To improve the M. zebra draft assembly, we generated a 16.5× set of Pacific Biosciences SMRT (Single Molecule, Real-Time) sequencing reads. These ‘long’ PacBio reads can be used to improve draft assemblies by spanning gaps around repetitive regions and joining contigs and scaffolds [14]. Here we set out to improve the M_zebra_v0 genome assembly both to create a better reference assembly for the cichlid research community and to explore the improvements made possible with the addition of 16.5× of PacBio reads to even a relatively good draft vertebrate genome assembly.

高通量基因组测序技术的进步使得几乎任何生物都可以进行相对廉价的基因组计划。“10K基因组计划”的目标是对10000种脊椎动物的[1]基因进行测序，“10K鸟类计划”的目标是对10500种鸟类的[2]基因进行测序，这些项目加快了草图基因组序列的产生。虽然已经有人尝试建立标准来宣布一个基因组序列“完整”的[3]，但草案基因组的质量差异很大。使用这些草图基因组进行下游分析的局限性已经被记录在案[4,5]。尽管如此，很明显，在可预见的未来，这种初步的基因组将继续成为许多物种基因研究的基础。短读测序技术很有吸引力，因为每个碱基的成本相对较低。然而，短读(高达几百个bp)使重新组装过程更加困难，当基因组包含超过读长度的重复，这是典型的即使相对较小的基因组[7]。

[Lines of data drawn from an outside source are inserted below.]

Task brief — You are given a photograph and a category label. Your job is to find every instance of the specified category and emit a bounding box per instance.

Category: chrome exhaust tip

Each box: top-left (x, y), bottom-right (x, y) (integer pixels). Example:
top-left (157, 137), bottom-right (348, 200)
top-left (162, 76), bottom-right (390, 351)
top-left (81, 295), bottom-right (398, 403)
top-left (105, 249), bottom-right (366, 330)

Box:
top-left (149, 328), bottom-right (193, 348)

此外，由于碱基组成的变化和PCR扩增引起的测序覆盖偏差进一步使装配者的工作复杂化[8,9]。许多不同的分子生物学和计算技术已经被开发出来，试图绕过短读长度相关的问题，同时保持低成本的基因组测序项目。一种技术是使用配对和配对跳跃库。当使用不同大小的短读跳跃库(180 bp到40 kb)与ALLPATHS-LG汇编程序[10]组合生成一个可用的人体草图基因组组装时，该技术的威力得到了证明。

汇编2竞赛被组织成一个友好的竞赛来评估当前的方法和通过提供主要为三种不同脊椎动物基因组的短读数据集来评估基因组汇编的状态。assembly athon2演示了提交的程序集之间存在很大的可变性，并且仍然有很大的改进空间。装配过程中使用的三种鱼类之一是马拉维湖慈鲷和海斑马。非洲慈鲷由于其表型多样性和快速的物种形成，是研究进化机制的理想系统。M. zebra和其他四种非洲丽鱼的基因组草图最近发表在[13]杂志上。根据大多数的装配标准，这个M. zebra草案装配(' M_zebra_v0 ')是提交给assembly athon2的最佳条目之一。然而，我们对这种装配的广泛使用揭示了基因模型在装配间隙内或附近的问题，在染色体行走过程中遇到的装配错误，以及在间隙和支架边缘附近的假峰分化统计。这些问题并不是这个基因组计划所特有的，并且使许多其他草案基因组的使用复杂化。

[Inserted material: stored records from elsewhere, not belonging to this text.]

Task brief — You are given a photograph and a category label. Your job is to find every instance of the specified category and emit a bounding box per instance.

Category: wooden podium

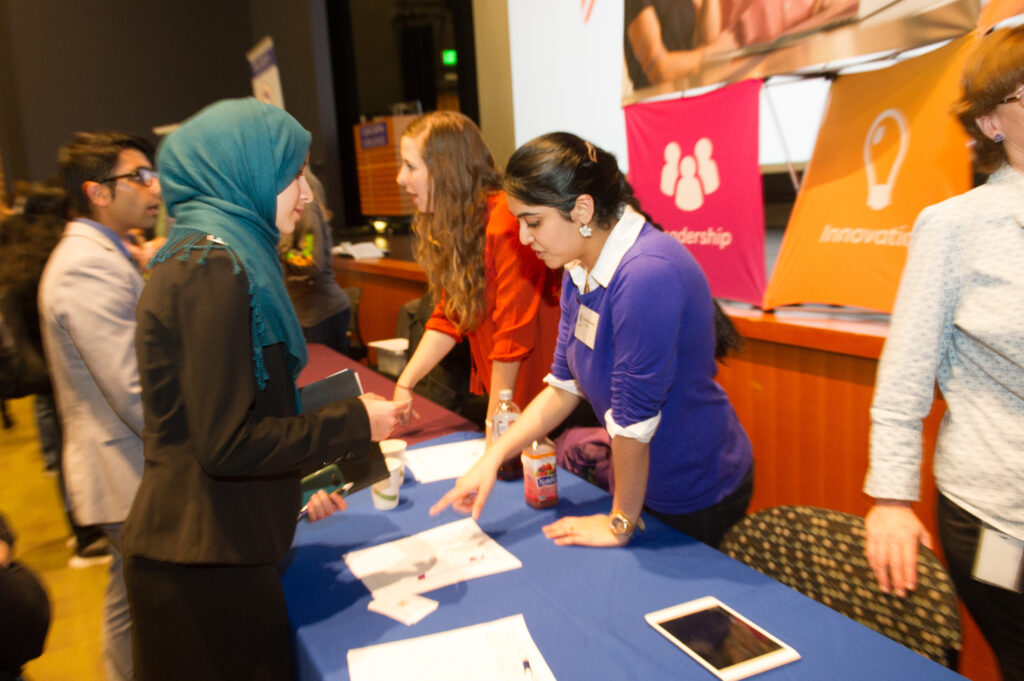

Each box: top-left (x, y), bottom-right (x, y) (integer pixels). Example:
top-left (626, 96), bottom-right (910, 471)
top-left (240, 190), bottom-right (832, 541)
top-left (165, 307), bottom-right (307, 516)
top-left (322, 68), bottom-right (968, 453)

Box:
top-left (352, 115), bottom-right (419, 217)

为了改进M. zebra draft的装配，我们生成了一组16.5×的太平洋生物科学SMRT(单分子，实时)测序reads。这些“长”的PacBio读取可以用来改善牵伸组件，跨越重复区域周围的间隙，并连接contigs和支架[14]。在这里，我们着手改进M_zebra_v0基因组装配，以便为cichlid研究社区创建一个更好的参考装配，并探索增加16.5×PacBio reads所可能实现的改进，从而形成一个相对较好的脊椎动物基因组装配草案。

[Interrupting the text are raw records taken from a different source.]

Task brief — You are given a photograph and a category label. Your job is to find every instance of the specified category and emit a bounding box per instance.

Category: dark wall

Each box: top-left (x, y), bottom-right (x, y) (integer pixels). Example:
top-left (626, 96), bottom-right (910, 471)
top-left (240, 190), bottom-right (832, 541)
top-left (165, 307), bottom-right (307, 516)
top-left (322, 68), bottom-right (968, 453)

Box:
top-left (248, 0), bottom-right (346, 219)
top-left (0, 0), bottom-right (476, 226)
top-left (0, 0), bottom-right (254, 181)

Pacific Biosciences SMRT sequencing

The Qiagen MagAttract HMW DNA kit was used to extract high-molecular weight DNA from a nucleated blood cell sample from a new individual from the same population used for the Broad Institute sequencing project. Size selection was performed at the University of Maryland Genomics Resource Center using a Blue Pippin pulse-field gel electrophoresis instrument. A library was constructed and 24 SMRT cells were sequenced on their PacBio RS II using the P5-C3 chemistry.

Proovread error correction

Proovread is a hybrid error correction pipeline for correcting PacBio SMRT reads using short read data [18]. This step is important as the raw PacBio subreads are only ~85 % accurate [19] and contain chimeric reads at a rate of 1–2 % [20].

太平洋生物科学SMRT测序Qiagen magdraw HMW DNA试剂盒用于从布罗德研究所测序项目使用的同一人群的新个体的有核血细胞样本中提取高分子量DNA。大小选择在马里兰大学基因组资源中心使用蓝色Pippin脉冲场凝胶电泳仪器进行。构建了一个文库，使用P5-C3化学方法对24个SMRT细胞的PacBio RS II进行了测序。

Proovread纠错

Proovread是一种混合错误纠正管道，用于纠正PacBio SMRT读取使用短读数据[18]。这一步很重要，因为原始的PacBio子序列只有~ 85%的准确[19]，并且含有1-2 %[20]的嵌合读序列。